People often get caught up in a debate over whether people are naturally monogamous or naturally have affairs. That's a useless debate, as was clearly expressed by Jessie Bernard in her classic work, The Future of Marriage:
"Millions of words have been used to document both the naturalness and the unnaturalness of monogamy. The question...is, actually, unanswerable. We will never know if there is anything intrinsic in human nature that limits the ways the sexes can relate to one another because no one has ever survived outside of any culture long enough to teach us. Human nature seems to be able to take almost any form of marriage—or unable to take any form."
We can only understand monogamy and affairs in a societal context, in terms of the attitudes of society as a whole. Normally, when we try to understand why affairs happen we look only at the reasons why a person might want to have an affair, such as the excitement of sexual variety. But this doesn't explain why affairs happen. People may want to have affairs for a wide range of reasons, but their decision to act on those desires is affected by the values and actions of those around them.

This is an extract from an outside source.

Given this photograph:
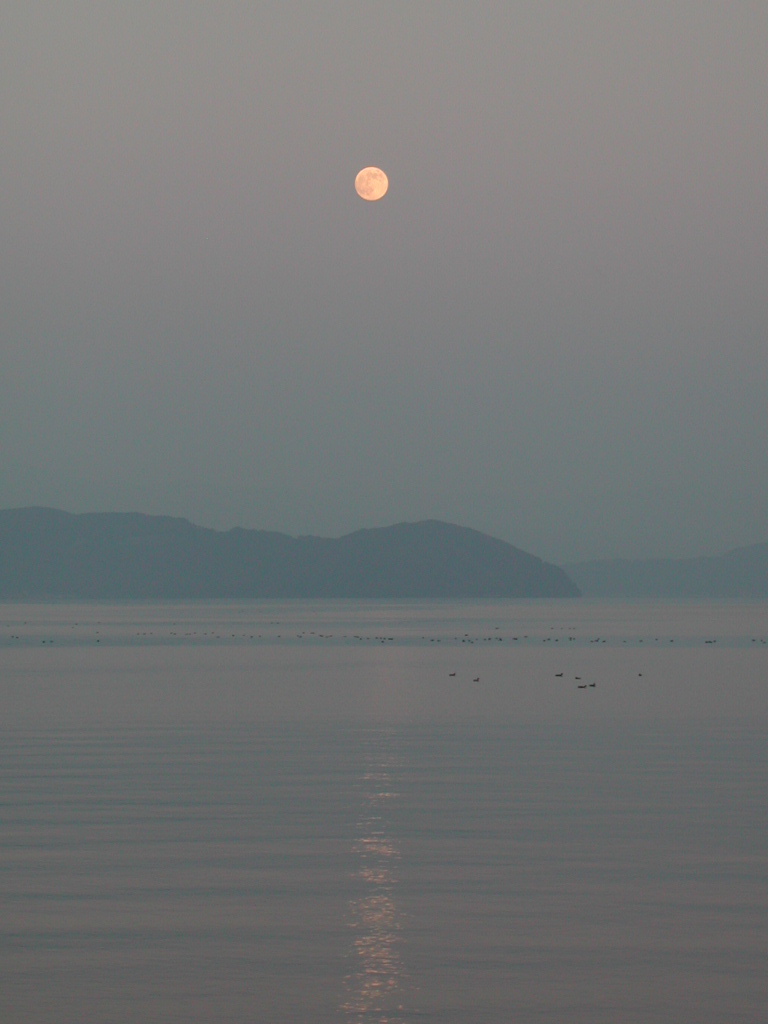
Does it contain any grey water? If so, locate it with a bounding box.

Affairs happen in so many marriages that it's unreasonable to think they're due solely to factors within each marriage. Whatever the personal factors involved in affairs, they are more than outweighed by the significant, powerful, and pervasive societal factors. We have a responsibility to learn more about our role, individually and as a whole, in supporting the societal factors that contribute to affairs.
Bottom Line: Debating the "naturalness" or "unnaturalness" of monogamy is a way of avoiding dealing directly with this issue. Regardless of whether or not it's "natural," it's happening; so starting from there, there is much to learn.